Macron non può essere il punto di ripartenza della sinistra europea

Un famoso trattato di strategia militare del IV secolo a.C. dello scrittore indiano Kautilya, l’Arthasastra, esporta il concetto “Il nemico del mio nemico è un alleato”; nella Bibbia (Esodo 23:22) si legge il passaggio: “Io sarò il nemico dei tuoi nemici e l’avversario dei tuoi avversari”; un vecchio detto latino recita: “Amicus meus, inimicus inimici mei” (amico mio, nemico del mio nemico). È a questo pensiero, traslato e rinvigorito nel corso dei secoli, che si sta aggrappando un uomo sempre più solo: Emmanuel Macron.

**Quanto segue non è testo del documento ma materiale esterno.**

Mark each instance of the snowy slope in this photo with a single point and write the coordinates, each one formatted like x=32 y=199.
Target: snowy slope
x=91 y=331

Secondo un sondaggio realizzato dall’istituto Ifop (Institut Français d’Opinion Publique), soltanto il 31% dei francesi si dichiara soddisfatto per le scelte politiche del Presidente francese. Messo alle strette, Macron ha sorpreso tutti, imbastendo una strategia inedita per un politico: chiedere aiuto. Durante un discorso a Saint-Pierre, ha infatti dichiarato: “Ho bisogno di voi, giornalisti, popolazione, eletti per spiegare l’azione dell’esecutivo. Aiutatemi.” Ha poi aggiunto: “Nella pancia provo la stessa impazienza di 66 milioni di francesi.” In realtà non è a loro che sta parlando da mesi, ma a una platea più ampia: è partita la corsa per le Europee del 2019, la sua ancora di salvezza.

La carriera politica di Macron si è prevalentemente basata sulla figura dell’antitesi. L’opposizione alla destra sovranista di Marine Le Pen gli ha spalancato le porte dell’Eliseo, ma i francesi più moderati hanno tirato un sospiro di sollievo più per lo scampato pericolo di Le Pen presidente, che per esaltare le doti un politico ben distante dalla statura dei Mitterrand della loro memoria. Adesso Macron prova a replicare quell’escamotage, ma su ampia scala. Il suo scopo è quello di diventare il paladino in grado di raggruppare tutte le forze progressiste e democratiche europee, e compattarle per la sfida contro i sovranisti. Ma se le politiche autoreferenziali e nazionaliste – per non dire xenofobe – di Visegrad e dei Salvini di turno sono esplicite nel loro mostruoso anacronismo, Macron tenta di raggruppare gli alleati con la sola scusa del nemico comune. Questo ragionamento potrebbe anche filare, nel mondo delle utopie e delle marmotte che confezionano la cioccolata. In quello reale, se il nemico del mio nemico fa altrettanto ribrezzo, allora è meglio smarcarsi alla svelta.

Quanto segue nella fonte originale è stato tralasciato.